NIGHT SCRAPS

夜をつらつら書き連ねるブログ

ばらばら

 赤ん坊が泣きだすと、それに対して文句を言う人がいる。僕なんかは「許容してあげればいいのに...」と思うし、そうなるとお母さんやお父さんの気も安らぐのだろうな。でももし僕が本当に許容的な人間ならば、こんなことも考えなきゃいけないように思う。「赤ちゃんの泣き声を許容できない人も許容されなければならないんじゃないか」。赤ちゃんの泣き声に対して怒る人を、僕は許容できていない。

 「許す」と言う行為は、一義的なものなんじゃないか。一方を許すと、もう一方がもやもやした感情を抱いて、我慢しないといけない。だからぎすぎすしたときには、対話が必要なんだろうと思う。おじさんが「うるさいだろ!黙らせろ!」と言った場合、隣の席の人が「まあまあ、いいじゃないですか。子供は元気が一番ですよ」となだめ、その隣の人が「あなたが若い頃もこんな風でしたでしょう?」と諭す。第三者が加入することで、小さな社会がゆるやかな関係になる。「しかたなく許す」んじゃなく、「許した方がいいんだな」という方向に持って行かなくちゃいけない。

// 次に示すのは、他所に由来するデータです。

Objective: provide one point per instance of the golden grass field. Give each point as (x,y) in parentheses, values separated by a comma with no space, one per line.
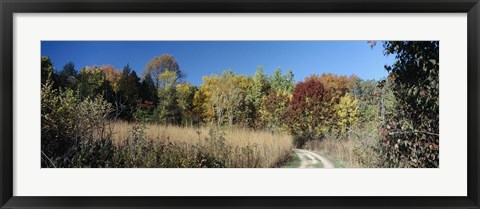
(243,147)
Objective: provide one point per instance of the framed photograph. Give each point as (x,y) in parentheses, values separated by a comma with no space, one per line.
(239,104)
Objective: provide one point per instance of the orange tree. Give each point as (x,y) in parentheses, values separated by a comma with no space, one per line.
(310,112)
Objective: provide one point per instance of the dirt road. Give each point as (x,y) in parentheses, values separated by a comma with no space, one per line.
(310,159)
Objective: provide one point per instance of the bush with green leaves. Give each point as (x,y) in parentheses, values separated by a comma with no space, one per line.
(411,136)
(69,124)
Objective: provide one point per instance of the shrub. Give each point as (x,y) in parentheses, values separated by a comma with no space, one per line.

 しかし、まずそもそもだけど、「赤ん坊がうるさいのが耐えられないから文句を言う」というような「俺様主義」って、自分が気づいていないことが多い。まるで誰かの声を代弁してあげている、と勘違いしている人もいるんじゃないかな。「俺様主義」によく見られるのは、「俺が正しい」「だから俺の言うとおりにしろ」ということだ。

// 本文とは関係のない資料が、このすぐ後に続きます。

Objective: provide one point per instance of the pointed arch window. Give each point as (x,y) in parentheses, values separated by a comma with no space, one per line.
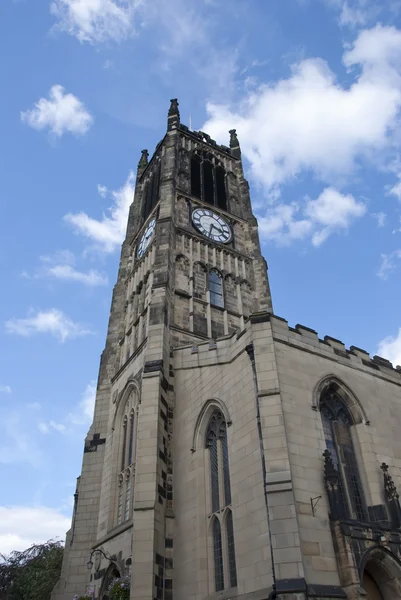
(125,477)
(221,526)
(208,180)
(151,191)
(216,289)
(337,422)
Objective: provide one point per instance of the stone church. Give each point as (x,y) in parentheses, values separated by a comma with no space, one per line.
(231,456)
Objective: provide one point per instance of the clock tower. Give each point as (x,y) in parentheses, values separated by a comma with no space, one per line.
(230,455)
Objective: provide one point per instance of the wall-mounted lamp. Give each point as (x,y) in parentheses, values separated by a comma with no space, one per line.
(107,556)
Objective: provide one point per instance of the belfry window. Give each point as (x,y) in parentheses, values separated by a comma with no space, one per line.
(216,289)
(125,478)
(221,520)
(151,191)
(208,181)
(337,422)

 小さい頃、『もののけ姫』や『ラピュタ』を観ていて、「どうしてサンやシータは、アシタカやパズーと一緒にならないんだろう」と思っていた。でも今考えてみると、「女性たちが男側の社会に組み込まれて当然だ」という思考が、まさに「俺様主義」なんだろう。向こう側とこちら側が一つにはならず、ばらばらのまま在り続けるのが本当の摂理なのかもしれない。サンにはサンの世界があり、アシタカにはアシタカの世界がある。見る側としては当然「一緒になって幸せになってよ!」と思うわけだけど。

 どうしても介入してみたいあちら側の世界を、ぼおっと眺める。一つになってしまえば、それは強いチカラによって他方が支配されてしまうだけに過ぎない。ばらばらが、一番ちょうどいいのかも。なぜなら、あの人とこの人は永遠に分かり合えないかもしれないから。だからこそ、自分とは違うものすべての存在を許し(偉そうな言い方だけど)、認めることは結構大事なんじゃないかな。時には話して「はは、面白いな」なんてことも思いながら、ずうっとばらばらなまま。それが素敵だ。たぶん。